I asked a question earlier and did not get an answer. I asked about troubleshooting when there is obvious overcrowding at accident and emergency departments. Overcrowding is reported to a central location and it should be possible to identify precisely the cause of same. It is no good just saying that it is a sign of the times. If it is a sign of the times and we are not able to meet the requirements that exist, we must address that. We need to know the cause of the overcrowding. Is it because there are not enough doctors, both GPs and hospital doctors? We need to know the cause of the problem. We spend most of our time moaning about it. I spend an inordinate amount of time asking questions about it, as do most Members of the Houses. We must troubleshoot and find out what is causing the backlog in certain places. What is the cause of the snarl up?
Mr. Paul Reid:
Ms O'Connell touched on this earlier. We have a service delivery unit, members of which go into accident and emergency departments to ascertain where the choke points exist. They examine whether it is the number of clinicians on duty, staffing levels, nursing numbers or flow-through processes in the hospitals. They have been in place and active all over the country and are particularly engaged in the winter period.
Mr. Paul Reid:
They come out specifically and work with line managers around the actions that are required at that point in time, as well as over the coming days and weeks, to address the pressure points. Separately, as stated earlier, a review of nine sites is being undertaken. That will look at some of the wider issues across our emergency departments in the context of flow-through. We take full cognisance of the issues in real time. We are also engaging in a wider review of our emergency department processes.
Mr. Liam Woods:
A question was asked by Senator Maria Byrne about the blood clinic in Dooradoyle. It is a morning clinic. The space is used for another clinic in the afternoon but the phlebotomists go to the emergency department to support venepuncture and other services. It is not that the service is not being provided, it is moved to the emergency department.

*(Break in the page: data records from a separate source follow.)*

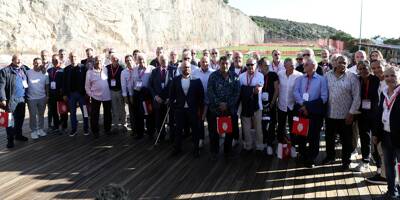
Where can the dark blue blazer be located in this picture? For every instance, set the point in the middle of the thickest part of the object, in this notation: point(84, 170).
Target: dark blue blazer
point(155, 82)
point(194, 97)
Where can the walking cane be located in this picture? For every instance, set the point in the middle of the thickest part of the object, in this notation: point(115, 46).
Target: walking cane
point(162, 126)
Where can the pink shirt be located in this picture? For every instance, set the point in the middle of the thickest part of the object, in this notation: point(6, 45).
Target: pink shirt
point(96, 85)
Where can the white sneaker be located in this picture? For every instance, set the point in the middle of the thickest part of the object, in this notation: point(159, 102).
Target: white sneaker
point(201, 143)
point(293, 152)
point(270, 151)
point(354, 155)
point(362, 167)
point(41, 133)
point(34, 135)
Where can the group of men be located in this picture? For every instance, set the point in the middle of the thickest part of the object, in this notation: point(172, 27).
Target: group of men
point(263, 96)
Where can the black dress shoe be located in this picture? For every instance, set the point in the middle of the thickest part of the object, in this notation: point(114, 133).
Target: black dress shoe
point(196, 153)
point(176, 152)
point(10, 144)
point(327, 161)
point(21, 138)
point(138, 137)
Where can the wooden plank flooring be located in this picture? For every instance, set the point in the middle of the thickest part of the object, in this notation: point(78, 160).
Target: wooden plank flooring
point(60, 167)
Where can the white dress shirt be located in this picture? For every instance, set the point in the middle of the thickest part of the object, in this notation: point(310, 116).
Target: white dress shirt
point(141, 77)
point(203, 76)
point(96, 85)
point(278, 68)
point(258, 79)
point(286, 85)
point(127, 82)
point(386, 109)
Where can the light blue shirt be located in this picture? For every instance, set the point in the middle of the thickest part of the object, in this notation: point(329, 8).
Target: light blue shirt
point(316, 87)
point(19, 87)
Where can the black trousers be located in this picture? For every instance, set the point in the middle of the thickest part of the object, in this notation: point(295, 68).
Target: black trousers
point(338, 126)
point(391, 153)
point(18, 115)
point(366, 127)
point(284, 117)
point(53, 116)
point(269, 127)
point(235, 126)
point(313, 139)
point(95, 115)
point(130, 108)
point(139, 117)
point(214, 136)
point(160, 111)
point(186, 117)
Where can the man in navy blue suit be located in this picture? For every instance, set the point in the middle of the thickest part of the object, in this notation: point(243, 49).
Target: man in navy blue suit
point(186, 97)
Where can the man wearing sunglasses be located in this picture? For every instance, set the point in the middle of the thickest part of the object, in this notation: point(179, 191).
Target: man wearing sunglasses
point(276, 64)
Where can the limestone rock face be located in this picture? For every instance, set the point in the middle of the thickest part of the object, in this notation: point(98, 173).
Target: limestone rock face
point(29, 26)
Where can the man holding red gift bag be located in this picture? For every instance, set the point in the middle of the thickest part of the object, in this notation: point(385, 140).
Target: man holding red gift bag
point(223, 91)
point(13, 84)
point(311, 93)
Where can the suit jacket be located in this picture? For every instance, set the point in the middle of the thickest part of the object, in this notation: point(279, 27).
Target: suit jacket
point(155, 82)
point(80, 79)
point(394, 121)
point(249, 101)
point(7, 86)
point(194, 97)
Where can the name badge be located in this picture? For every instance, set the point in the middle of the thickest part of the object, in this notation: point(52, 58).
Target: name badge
point(113, 82)
point(265, 96)
point(366, 104)
point(138, 85)
point(385, 116)
point(25, 84)
point(53, 85)
point(306, 96)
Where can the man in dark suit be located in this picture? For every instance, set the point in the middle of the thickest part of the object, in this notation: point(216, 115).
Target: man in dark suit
point(13, 83)
point(74, 92)
point(159, 82)
point(186, 97)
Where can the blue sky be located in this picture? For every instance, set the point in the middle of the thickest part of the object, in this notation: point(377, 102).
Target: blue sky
point(380, 17)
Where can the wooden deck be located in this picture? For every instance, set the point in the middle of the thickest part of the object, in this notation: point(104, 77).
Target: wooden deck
point(60, 167)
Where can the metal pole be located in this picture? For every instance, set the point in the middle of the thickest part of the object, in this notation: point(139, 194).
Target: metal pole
point(359, 42)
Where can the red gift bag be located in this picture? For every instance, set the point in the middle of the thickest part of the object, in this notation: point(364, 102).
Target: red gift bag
point(147, 107)
point(6, 119)
point(224, 125)
point(300, 126)
point(62, 107)
point(283, 151)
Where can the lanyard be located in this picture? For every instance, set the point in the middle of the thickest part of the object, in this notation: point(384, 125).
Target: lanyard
point(251, 79)
point(53, 75)
point(392, 99)
point(308, 83)
point(266, 81)
point(366, 89)
point(113, 73)
point(141, 73)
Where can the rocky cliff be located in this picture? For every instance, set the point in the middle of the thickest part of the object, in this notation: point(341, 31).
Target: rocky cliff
point(31, 25)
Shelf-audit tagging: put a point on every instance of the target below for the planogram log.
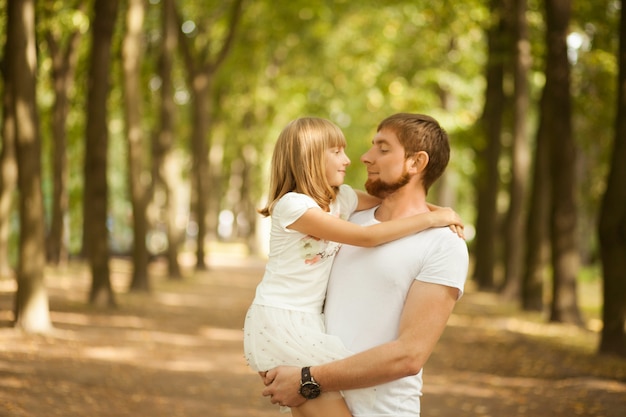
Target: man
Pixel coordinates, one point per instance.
(391, 303)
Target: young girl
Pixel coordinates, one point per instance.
(309, 206)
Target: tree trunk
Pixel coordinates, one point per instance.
(64, 62)
(138, 176)
(163, 160)
(565, 256)
(8, 162)
(199, 148)
(96, 191)
(515, 226)
(487, 176)
(612, 227)
(31, 306)
(201, 67)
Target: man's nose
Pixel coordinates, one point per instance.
(365, 158)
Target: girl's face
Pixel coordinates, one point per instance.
(336, 163)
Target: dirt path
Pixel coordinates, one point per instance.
(178, 352)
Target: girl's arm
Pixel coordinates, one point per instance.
(316, 222)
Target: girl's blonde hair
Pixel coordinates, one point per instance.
(299, 162)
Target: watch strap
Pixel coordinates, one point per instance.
(306, 374)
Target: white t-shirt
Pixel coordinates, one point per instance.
(298, 267)
(366, 294)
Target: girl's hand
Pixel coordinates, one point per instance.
(445, 216)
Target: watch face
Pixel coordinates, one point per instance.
(310, 390)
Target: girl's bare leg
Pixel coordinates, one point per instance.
(329, 404)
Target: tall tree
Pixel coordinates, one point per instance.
(8, 162)
(64, 53)
(96, 238)
(31, 300)
(612, 226)
(163, 159)
(202, 64)
(487, 176)
(563, 216)
(515, 229)
(138, 175)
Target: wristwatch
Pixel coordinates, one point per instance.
(309, 389)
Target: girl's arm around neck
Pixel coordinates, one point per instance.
(366, 201)
(317, 223)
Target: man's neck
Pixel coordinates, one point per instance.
(404, 202)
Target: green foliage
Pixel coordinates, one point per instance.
(352, 62)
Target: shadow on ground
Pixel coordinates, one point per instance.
(177, 352)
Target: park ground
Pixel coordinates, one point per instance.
(178, 352)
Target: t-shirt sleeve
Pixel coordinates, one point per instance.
(447, 262)
(290, 208)
(348, 201)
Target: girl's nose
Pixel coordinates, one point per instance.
(365, 158)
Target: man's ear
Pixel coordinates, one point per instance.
(418, 162)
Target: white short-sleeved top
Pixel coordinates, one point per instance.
(366, 294)
(298, 267)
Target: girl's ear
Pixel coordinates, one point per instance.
(418, 162)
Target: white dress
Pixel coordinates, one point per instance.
(284, 325)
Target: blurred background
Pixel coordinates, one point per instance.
(144, 129)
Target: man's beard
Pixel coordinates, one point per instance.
(381, 189)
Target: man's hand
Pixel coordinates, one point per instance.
(282, 385)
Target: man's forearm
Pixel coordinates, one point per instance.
(375, 366)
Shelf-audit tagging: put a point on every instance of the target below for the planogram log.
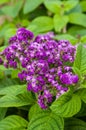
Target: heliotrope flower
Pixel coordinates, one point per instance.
(43, 64)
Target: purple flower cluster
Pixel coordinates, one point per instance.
(43, 62)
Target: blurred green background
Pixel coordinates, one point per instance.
(67, 18)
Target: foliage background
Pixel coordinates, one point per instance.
(67, 18)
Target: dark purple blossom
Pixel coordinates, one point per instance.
(43, 61)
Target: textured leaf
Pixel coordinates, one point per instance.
(66, 105)
(53, 5)
(60, 22)
(16, 101)
(35, 109)
(30, 5)
(13, 122)
(74, 124)
(46, 121)
(4, 1)
(80, 60)
(77, 18)
(41, 24)
(7, 82)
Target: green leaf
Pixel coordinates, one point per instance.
(7, 82)
(83, 5)
(35, 109)
(64, 36)
(82, 94)
(41, 24)
(53, 5)
(13, 122)
(5, 28)
(60, 6)
(14, 73)
(80, 60)
(70, 4)
(16, 101)
(2, 113)
(12, 10)
(30, 5)
(46, 121)
(77, 18)
(60, 22)
(67, 105)
(77, 30)
(13, 90)
(82, 112)
(74, 124)
(9, 33)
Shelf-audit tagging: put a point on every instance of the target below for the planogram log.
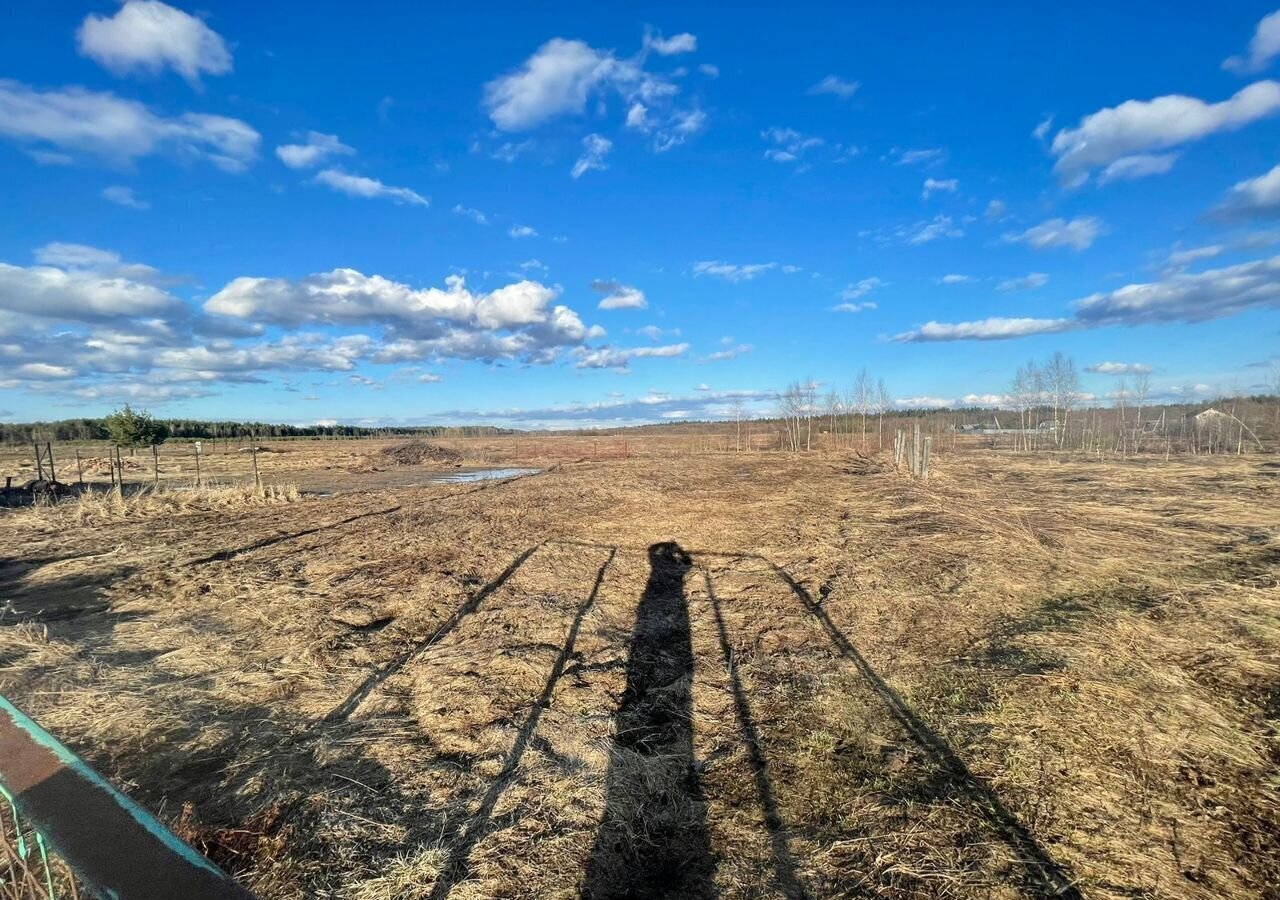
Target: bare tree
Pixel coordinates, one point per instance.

I thank Mr. Woods. On behalf of the committee, I thank the Minister for Health, Deputy Harris, the Ministers of State at the Department, Deputies Finian McGrath and Catherine Byrne, and the Secretary General of the Department, Mr. Jim Breslin. From the HSE, I thank the CEO, Mr. Paul Reid, the chief clinical officer, Dr. Colm Henry, Ms Anne O'Connor and Mr. Liam Woods for attending. Is it agreed that we adjourn until Tuesday, 17 December at 5 p.m.? Agreed.